When I asked who’d called us, a little hand flew up from one of the other top bunks in the room. It was a female hand. I forgot that they mix the sexes up in these places, so it took me by surprise.

Myself and one of the crew had climbed up onto the bed and try as we might, got no response from him. I’d heard his breathing from outside the room, so his airway could be compromised and the first thing I did was put an OP in, which he initially tolerated. After thirty seconds or so, however, he began to gag on it, so I removed it. That was a good sign at least.

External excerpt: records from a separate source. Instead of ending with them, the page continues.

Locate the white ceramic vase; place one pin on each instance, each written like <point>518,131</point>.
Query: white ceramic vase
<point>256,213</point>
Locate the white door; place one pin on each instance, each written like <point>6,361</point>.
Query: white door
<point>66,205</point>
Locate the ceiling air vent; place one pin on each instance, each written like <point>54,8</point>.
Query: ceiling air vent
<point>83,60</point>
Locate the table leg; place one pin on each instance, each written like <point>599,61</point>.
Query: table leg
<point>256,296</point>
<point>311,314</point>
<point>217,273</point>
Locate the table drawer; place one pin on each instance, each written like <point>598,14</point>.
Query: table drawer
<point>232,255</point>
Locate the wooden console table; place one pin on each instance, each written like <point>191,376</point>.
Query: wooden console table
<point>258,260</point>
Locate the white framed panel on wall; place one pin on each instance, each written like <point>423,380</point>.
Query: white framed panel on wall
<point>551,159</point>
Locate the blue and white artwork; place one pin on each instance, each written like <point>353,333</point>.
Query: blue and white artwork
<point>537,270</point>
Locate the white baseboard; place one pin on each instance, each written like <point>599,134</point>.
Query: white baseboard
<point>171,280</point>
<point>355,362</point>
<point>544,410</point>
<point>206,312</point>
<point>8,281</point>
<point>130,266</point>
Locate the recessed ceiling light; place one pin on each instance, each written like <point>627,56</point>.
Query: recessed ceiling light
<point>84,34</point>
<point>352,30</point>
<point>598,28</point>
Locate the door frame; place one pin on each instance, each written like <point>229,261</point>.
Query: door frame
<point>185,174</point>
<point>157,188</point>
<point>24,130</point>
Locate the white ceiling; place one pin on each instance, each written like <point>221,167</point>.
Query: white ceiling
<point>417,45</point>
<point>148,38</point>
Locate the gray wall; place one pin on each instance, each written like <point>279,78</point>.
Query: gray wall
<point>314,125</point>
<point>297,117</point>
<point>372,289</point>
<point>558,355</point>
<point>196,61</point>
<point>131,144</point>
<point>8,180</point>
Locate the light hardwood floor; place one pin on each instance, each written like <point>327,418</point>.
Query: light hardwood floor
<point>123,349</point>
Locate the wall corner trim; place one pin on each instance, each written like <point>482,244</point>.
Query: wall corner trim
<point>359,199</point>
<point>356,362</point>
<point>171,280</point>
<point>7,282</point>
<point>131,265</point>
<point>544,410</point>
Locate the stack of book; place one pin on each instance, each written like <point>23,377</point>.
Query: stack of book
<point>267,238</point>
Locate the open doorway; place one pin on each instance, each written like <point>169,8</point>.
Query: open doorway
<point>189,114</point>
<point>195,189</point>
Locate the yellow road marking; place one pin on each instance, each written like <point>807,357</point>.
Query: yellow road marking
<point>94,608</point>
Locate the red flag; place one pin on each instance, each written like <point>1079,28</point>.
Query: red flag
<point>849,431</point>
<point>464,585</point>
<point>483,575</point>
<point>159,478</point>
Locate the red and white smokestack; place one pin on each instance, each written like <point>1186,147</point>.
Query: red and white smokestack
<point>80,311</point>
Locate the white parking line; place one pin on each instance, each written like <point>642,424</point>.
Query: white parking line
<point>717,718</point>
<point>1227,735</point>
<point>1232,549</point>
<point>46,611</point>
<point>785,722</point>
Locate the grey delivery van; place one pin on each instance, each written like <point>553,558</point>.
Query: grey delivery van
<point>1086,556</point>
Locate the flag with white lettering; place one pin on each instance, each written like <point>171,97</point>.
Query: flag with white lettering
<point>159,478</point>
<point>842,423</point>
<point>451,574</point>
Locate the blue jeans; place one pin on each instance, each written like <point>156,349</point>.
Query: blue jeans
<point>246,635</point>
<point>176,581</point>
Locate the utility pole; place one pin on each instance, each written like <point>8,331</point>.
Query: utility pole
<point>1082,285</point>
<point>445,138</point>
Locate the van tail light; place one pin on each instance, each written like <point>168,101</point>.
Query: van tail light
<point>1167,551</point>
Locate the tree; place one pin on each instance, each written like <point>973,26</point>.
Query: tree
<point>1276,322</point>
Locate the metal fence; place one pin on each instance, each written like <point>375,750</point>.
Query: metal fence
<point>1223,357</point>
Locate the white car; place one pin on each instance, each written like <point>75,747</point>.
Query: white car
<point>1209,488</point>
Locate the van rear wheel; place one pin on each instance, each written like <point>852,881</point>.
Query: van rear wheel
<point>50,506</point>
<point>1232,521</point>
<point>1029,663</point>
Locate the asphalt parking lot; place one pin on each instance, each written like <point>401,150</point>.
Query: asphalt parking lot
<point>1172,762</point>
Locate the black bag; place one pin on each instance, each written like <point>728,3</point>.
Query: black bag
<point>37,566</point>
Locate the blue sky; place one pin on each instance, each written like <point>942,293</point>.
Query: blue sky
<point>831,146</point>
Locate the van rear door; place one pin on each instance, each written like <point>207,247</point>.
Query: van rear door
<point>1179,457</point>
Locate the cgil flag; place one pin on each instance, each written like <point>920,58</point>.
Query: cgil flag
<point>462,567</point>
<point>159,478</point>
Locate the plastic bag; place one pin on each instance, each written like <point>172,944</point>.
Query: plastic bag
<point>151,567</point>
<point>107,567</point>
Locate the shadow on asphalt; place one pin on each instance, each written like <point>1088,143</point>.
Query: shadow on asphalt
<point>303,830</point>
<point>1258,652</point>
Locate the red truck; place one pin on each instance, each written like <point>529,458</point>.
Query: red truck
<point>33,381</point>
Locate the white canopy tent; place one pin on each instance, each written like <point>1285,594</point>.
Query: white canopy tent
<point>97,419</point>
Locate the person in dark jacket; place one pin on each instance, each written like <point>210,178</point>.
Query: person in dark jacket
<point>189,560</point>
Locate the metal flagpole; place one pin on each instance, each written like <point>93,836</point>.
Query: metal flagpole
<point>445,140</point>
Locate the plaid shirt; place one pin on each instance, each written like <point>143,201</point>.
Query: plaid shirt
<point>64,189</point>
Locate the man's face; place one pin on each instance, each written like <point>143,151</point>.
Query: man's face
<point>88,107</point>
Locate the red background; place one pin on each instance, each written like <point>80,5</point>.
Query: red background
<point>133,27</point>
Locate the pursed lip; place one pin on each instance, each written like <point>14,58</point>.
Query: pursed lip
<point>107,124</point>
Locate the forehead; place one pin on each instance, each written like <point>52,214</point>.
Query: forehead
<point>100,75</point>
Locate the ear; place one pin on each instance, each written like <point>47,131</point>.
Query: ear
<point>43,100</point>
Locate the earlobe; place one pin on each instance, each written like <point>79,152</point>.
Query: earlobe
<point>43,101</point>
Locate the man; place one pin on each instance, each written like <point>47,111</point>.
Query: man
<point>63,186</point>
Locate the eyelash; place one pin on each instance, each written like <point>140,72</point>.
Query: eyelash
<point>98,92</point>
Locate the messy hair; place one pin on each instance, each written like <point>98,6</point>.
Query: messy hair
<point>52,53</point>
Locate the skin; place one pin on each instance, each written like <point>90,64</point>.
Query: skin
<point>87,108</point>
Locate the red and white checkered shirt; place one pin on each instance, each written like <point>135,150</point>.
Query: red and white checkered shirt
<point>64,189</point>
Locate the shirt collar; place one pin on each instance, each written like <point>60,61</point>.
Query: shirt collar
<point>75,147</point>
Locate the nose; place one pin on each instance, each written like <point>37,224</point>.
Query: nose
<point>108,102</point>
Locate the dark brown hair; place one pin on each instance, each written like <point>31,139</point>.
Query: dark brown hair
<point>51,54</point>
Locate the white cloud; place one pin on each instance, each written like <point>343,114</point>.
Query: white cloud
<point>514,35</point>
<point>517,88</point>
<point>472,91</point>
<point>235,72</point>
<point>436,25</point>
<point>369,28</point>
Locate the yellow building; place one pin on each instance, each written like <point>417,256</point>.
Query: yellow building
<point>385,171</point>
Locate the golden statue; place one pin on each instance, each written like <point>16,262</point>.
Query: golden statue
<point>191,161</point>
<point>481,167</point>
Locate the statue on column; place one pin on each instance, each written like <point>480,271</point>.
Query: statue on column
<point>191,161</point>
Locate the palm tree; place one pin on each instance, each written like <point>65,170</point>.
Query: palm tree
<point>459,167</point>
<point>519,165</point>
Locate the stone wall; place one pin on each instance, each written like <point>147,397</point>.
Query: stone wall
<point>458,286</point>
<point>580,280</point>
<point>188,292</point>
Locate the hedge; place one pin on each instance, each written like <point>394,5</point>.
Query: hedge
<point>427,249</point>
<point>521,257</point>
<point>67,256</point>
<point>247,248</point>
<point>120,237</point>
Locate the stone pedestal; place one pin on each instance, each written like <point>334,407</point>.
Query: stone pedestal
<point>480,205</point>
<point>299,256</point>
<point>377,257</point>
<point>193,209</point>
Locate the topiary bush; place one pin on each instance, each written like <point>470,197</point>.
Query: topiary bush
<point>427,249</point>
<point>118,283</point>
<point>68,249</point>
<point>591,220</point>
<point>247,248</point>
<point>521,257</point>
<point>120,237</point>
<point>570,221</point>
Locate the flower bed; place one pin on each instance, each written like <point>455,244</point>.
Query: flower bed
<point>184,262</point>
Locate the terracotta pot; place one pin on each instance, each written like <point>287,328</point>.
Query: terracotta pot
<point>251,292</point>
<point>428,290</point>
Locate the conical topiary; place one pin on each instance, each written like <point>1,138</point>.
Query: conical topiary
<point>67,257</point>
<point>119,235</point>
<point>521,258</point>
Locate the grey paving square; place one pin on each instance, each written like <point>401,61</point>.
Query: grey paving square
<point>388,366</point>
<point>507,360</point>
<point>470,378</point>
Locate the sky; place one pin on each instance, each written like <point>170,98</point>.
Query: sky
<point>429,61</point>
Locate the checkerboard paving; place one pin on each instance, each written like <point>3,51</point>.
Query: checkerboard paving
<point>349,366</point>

He smelt heavily of alcohol, so he may just be in a deep, drunken sleep, so we continued with our mission to wake him up.

It took a good ten minutes and some very physical activity to get him to respond and when he finally awoke to see two grown men in his bed, he only had one thing to say.

‘F**k off!’

So we did.

Be safe.

6 comments:

Anonymous said...

Well, you certainly were a busy boy, weren't you?

Anonymous said...

I've been reading your blog for a few days and it's interesting to see what it's like to be a medic. It's a shame that so many calls are just a waste of time, there should be campaigns to inform people of what isn't an emergency.

Keep it up, I enjoy reading your stories.

Anonymous said...

I think a GOLD blue peter badge and pair of val's own knickers !for that one (im three months in working for nwas your opening my eye's to the job) realy enjoying your blog keep up the good work.

BeckyG said...

[Image:06052008_194136_3.jpg] I don't know if this will work, or even what kind of medal this is, but I thought you deserved one. I don't think I'd have been brave enough to enter a house with knife-wielding man of unknown aggression, even if the police were behind me.

Xf said...

frappy

Hey...GOLD? Well, thanks for that. I'll wear it with pride :-)

Xf said...

beckyg

Maybe if I'd been given time to consider it, I wouldn't have been so brave :-)

Thanks for the gesture, although I can't actually open the code to get to my present.